Reputation: 174
Hi I have a front end application in react js. I using Elevenlabs to convert the text into audio. I am using streaming API of Elevenlabs so that I don't have to wait for the whole audio and can start playing it as soon as I receive it. I have used fetch to call the API and process the incoming audio data using AudioContext class.
My code is working but it has 3 problems occurring randomly
Sometimes it just don't work
Sometimes it works but the audio stops in between throwing following error: "Uncaught (in promise) DOMException: Failed to execute 'decodeAudioData' on 'BaseAudioContext': Unable to decode audio data"

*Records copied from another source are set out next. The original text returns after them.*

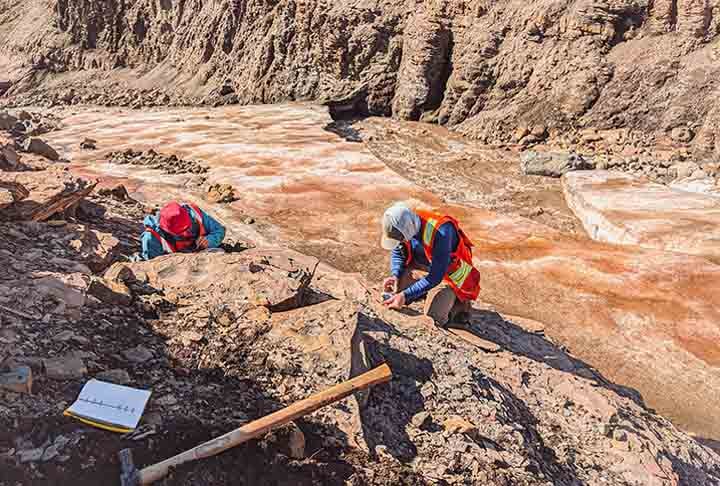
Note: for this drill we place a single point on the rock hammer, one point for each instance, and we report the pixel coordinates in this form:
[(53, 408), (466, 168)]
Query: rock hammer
[(131, 476)]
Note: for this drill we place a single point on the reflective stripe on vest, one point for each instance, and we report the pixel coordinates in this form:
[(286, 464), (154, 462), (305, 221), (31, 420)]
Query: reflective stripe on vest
[(462, 276)]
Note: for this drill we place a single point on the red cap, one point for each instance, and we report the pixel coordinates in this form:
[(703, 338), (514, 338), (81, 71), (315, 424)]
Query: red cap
[(174, 219)]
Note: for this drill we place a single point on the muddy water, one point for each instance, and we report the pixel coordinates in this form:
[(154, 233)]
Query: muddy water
[(321, 194), (646, 319)]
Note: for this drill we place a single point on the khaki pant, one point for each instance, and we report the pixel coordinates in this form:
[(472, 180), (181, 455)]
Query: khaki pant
[(441, 303)]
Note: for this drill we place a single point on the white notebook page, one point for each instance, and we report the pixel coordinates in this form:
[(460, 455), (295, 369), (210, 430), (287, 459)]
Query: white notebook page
[(111, 404)]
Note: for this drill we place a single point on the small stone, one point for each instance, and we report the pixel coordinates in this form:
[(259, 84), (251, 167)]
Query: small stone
[(620, 435), (167, 400), (64, 336), (682, 135), (188, 337), (88, 144), (296, 442), (119, 377), (138, 354), (458, 425), (7, 121), (65, 368), (50, 453), (40, 147), (30, 455), (420, 419)]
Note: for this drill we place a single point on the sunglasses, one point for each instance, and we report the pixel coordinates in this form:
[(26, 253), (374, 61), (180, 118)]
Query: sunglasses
[(396, 234)]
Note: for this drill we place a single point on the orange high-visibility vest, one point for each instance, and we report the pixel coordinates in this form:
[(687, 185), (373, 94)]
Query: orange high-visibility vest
[(462, 276), (180, 245)]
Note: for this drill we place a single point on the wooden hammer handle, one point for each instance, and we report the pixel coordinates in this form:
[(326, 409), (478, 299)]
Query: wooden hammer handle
[(256, 428)]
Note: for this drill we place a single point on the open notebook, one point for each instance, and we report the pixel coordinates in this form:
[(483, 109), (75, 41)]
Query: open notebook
[(108, 406)]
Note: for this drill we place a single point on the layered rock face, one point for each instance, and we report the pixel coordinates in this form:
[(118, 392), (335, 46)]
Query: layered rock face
[(484, 67)]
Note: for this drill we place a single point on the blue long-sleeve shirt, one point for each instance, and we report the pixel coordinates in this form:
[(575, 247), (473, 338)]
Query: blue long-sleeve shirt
[(446, 242), (152, 248)]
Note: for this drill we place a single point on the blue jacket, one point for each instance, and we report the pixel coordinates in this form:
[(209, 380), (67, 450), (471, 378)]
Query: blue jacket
[(152, 248), (446, 242)]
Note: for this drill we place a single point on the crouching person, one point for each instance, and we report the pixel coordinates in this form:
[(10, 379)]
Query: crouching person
[(181, 228), (434, 243)]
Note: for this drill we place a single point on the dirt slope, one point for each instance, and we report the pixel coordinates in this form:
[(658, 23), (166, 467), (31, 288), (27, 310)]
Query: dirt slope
[(492, 69)]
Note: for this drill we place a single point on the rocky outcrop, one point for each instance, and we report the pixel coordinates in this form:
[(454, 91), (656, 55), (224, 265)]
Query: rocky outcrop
[(485, 68), (462, 415), (425, 63), (620, 208), (552, 164)]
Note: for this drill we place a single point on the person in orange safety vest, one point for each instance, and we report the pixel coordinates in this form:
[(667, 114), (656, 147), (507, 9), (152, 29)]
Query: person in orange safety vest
[(435, 243)]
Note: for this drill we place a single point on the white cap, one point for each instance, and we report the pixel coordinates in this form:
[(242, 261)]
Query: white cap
[(399, 223)]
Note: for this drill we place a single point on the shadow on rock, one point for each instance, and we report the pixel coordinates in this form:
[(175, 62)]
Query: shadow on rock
[(491, 326), (390, 409), (540, 457)]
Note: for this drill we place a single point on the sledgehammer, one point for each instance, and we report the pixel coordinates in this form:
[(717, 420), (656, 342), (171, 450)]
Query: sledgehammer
[(131, 476)]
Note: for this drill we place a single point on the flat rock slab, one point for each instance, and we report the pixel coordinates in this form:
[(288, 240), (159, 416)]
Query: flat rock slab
[(448, 397), (620, 208), (65, 368), (255, 280)]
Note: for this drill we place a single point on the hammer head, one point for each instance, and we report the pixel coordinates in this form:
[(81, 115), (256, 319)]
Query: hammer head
[(129, 474)]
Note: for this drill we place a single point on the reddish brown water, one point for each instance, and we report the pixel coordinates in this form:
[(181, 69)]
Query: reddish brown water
[(647, 319)]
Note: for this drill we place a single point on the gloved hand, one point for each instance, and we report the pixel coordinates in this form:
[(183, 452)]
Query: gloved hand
[(390, 284), (397, 301), (201, 243)]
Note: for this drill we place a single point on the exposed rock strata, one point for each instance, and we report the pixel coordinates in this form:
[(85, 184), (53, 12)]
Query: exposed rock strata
[(485, 68)]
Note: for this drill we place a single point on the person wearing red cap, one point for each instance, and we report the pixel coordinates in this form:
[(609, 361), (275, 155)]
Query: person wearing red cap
[(179, 228)]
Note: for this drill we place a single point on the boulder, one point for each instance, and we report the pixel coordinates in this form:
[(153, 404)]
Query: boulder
[(9, 159), (37, 146), (682, 170), (220, 193), (552, 164), (7, 121)]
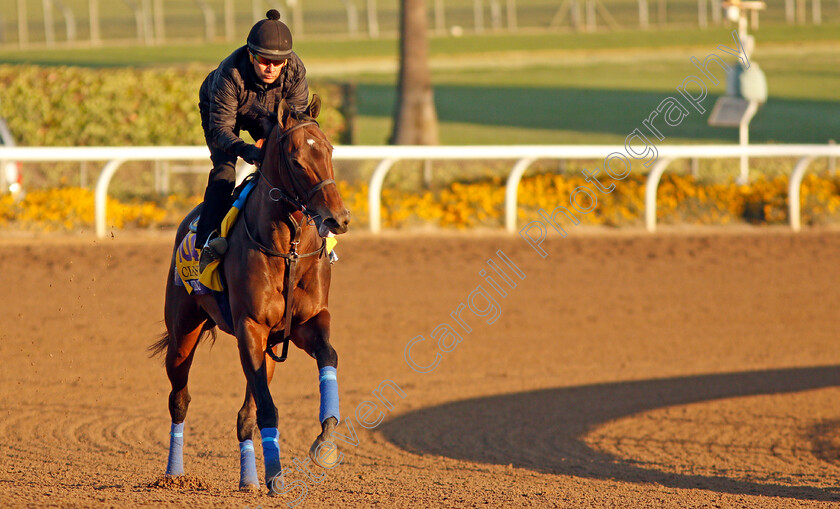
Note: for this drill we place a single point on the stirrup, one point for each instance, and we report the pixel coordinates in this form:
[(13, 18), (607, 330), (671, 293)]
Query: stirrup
[(213, 250)]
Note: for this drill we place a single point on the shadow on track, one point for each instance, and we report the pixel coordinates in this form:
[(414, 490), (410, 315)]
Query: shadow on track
[(544, 430)]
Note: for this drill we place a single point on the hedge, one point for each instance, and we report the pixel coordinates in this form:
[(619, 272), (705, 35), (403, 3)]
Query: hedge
[(79, 106)]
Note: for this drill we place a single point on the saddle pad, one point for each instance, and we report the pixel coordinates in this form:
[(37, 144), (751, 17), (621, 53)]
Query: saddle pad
[(186, 266)]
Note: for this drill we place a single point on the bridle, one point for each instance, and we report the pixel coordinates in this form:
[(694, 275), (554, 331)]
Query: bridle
[(276, 194), (292, 256)]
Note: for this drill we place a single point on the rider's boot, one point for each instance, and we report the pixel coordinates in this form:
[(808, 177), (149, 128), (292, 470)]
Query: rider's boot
[(216, 204)]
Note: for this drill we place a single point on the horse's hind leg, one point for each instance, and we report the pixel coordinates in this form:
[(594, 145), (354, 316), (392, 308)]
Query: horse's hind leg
[(184, 326), (252, 341), (246, 430), (314, 338)]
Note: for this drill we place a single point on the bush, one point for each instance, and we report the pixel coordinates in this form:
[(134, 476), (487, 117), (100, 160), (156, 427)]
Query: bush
[(78, 106)]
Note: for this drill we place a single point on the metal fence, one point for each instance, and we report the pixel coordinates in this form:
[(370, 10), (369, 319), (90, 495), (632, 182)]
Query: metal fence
[(67, 22), (523, 156)]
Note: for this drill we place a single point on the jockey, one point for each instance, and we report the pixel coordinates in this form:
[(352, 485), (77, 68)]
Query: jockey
[(264, 71)]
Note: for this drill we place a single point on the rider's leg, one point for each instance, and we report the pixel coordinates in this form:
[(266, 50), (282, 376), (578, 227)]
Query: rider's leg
[(217, 197)]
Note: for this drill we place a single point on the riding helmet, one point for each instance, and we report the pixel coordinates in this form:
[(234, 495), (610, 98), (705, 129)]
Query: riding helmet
[(270, 37)]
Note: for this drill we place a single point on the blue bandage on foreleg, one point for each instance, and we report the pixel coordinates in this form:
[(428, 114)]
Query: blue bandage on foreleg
[(271, 454), (329, 393), (175, 463), (247, 465)]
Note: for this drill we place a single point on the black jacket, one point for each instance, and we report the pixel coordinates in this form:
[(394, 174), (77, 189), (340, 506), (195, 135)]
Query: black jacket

Sometimes it works fine but the audio is not smooth/seamless there are some cuts and pauses while streaming.
Following is my code
import {useEffect} from "react";
function App() {
function getStreamAudio() {
let textResponse='Hey, have you been keeping up with the latest in the crypto world? Its been incredible to see how much its grown over the past few years. I get where you are coming from, but I truly believe this is the future of finance. The decentralized nature of cryptocurrencies means no more relying on traditional banks and intermediaries. Its all about financial empowerment for the masses. You have got a point there, but remember, every technology has its challenges in the beginning. The scams and volatility will decrease as the industry matures. Plus, the potential for blockchain technology beyond just currency is immense – supply chain management, healthcare, even voting systems could benefit.'
const streamingURL = "https://api.elevenlabs.io/v1/text-to-speech/MY-AUDIO-ID/stream?optimize_streaming_latency=3";
const req = new Request(streamingURL, {
method: 'POST',
body: JSON.stringify({text: textResponse}),
headers: {
'Content-Type': 'application/json',
'xi-api-key': 'MY-API-KEY',
},
});
const audioContext = new AudioContext()
fetch(req).then((resp: any) => {
const audioContext = new AudioContext()
let startTime = 0
const reader = resp.body.getReader()
const read = async () => {
await reader.read().then(({done, value}: { done: any, value: any }) => {
if (done) {
console.log("THE STREAM HAS ENDED")
return
}
audioContext.decodeAudioData(value.buffer, (audioBuffer) => {
const source = audioContext.createBufferSource();
source.buffer = audioBuffer;
source.connect(audioContext.destination);
// Wait for the current audio part to finish playing
source.onended = () => {
console.log("Ended playing: " + Date.now())
read()
};
if (startTime == 0) {
startTime = audioContext.currentTime + 0.1 //adding 50ms latency to work well across all systems
}
source.start(audioContext.currentTime)
startTime = startTime + source.buffer.duration
});
})
}
read()
})
}
const playAudio = async () => {
getStreamAudio()
};
return (
<div>
<h1>Streaming Test</h1>
<button onClick={playAudio}>Click here to Play</button>
</div>
);
}
export default App;
A help on how I can improve my code would be appreciated. Thank you.
Upvotes: 6
Views: 5099
Reputation: 21
Maybe you can use elevenlabs-js npm package. It can be more useful for you.
You can use like that:
const elevenLabs = require('elevenlabs-js');
// Set your API key
elevenLabs.setApiKey('YOUR_API_KEY');
elevenLabs.textToSpeech("YOUR_VOICE_ID", "Hello World!", "elevenlabs_multilingual_v2", {
stability: 0.95,
similarity_boost: 0.75,
style: 0.06,
use_speaker_boost: true
}).then(async (res) => {
const pipe = await res.pipe;
console.log("pipe", pipe);
// you can use pipe for what you want
});
If you need help, I'd like to help.
Upvotes: 2